To make things a little less predictable, we add three factors to our transformation: first, the order in which the notes are taken for transposition is not necessarily ascending but represented by any Series in the same base put into field ‘ord’. Second, unlike normal transposition, the  value combined with the original note is not necessarily unique, i.e. you can have a different transposition value for each note of your base Series. This is the content of field (B). Of course you can also choose to have the transpositions done with a sole value, then your field (B) should be filled with 12 times that value, for example, ‘111111111111’ will transpose all your original row one semitone higher. The third factor is the sense of transposition, and it will define whether you’d like to have your transposition value added or subtracted from your original note. This is the content of field ‘signs’ and it be filled with signs corresponding to the values in field (B). For example ‘-+++++++++++’ will make the function subtract from your initial note, and then add to the other ones.

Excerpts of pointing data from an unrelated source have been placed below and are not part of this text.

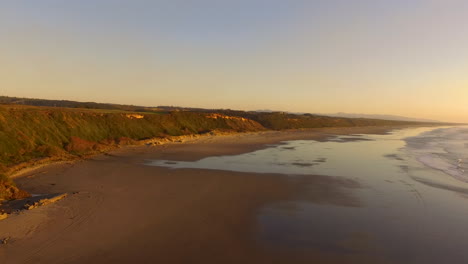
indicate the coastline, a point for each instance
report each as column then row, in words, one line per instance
column 159, row 211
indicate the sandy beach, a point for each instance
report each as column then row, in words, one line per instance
column 120, row 211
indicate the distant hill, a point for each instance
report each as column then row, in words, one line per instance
column 383, row 117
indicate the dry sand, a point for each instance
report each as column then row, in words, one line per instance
column 121, row 211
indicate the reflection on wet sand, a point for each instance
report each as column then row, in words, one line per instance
column 360, row 198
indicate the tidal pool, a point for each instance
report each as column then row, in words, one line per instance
column 402, row 196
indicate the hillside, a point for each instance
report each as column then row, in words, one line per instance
column 30, row 134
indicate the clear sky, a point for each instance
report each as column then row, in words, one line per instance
column 402, row 57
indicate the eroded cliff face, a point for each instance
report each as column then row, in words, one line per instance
column 9, row 191
column 32, row 135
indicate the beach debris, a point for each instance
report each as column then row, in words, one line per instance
column 44, row 201
column 3, row 216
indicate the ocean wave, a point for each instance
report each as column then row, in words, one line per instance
column 442, row 149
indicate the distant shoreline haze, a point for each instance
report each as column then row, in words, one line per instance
column 94, row 105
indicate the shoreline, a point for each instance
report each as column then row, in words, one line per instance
column 272, row 137
column 119, row 210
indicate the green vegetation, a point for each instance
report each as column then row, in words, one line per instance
column 30, row 134
column 8, row 189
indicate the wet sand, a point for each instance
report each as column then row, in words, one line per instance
column 121, row 211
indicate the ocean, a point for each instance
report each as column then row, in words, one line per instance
column 402, row 195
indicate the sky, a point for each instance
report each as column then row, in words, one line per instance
column 400, row 57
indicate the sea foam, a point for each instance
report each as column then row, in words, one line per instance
column 444, row 149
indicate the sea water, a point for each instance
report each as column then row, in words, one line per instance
column 411, row 205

Another way of modifying the behaviour of this function is to change the value of the field ‘n’ to one of the divisors of your Series base. For a twelve-tone row we see that this value can be set to 1, 2, 3, 4 or 6. Each one of these choices will have the effect of grouping together as many changes or steps in the gradual process. Having 3 in ‘n’ for instance, will limit the repetitions of a twelve-tone row to 4, each one containing 3 notes transposed. This value is also set as a global fallback value for each row by meta-field ‘Steps’, but the utility of this field raises a question: to be efficient in each possible case, it should always be set to one (because a series base can be a prime number) and thus it isn’t requiring an independant field.

Unfortunately – unlike what exists for the Static and Dynamic trains of intervals we’ll examine later –  Csgrouper doesn’t provide any analytic tool to tell quickly which Series of transpositions (B) you have to use in order to obtain a certain Series as last output of this function, but this is not very difficult to calculate.

Finally as with any Series manipulation in Csgrouper, one has to be aware of the octavial range attributed jointly (correlative fields ‘Aoct’ and ‘Boct’).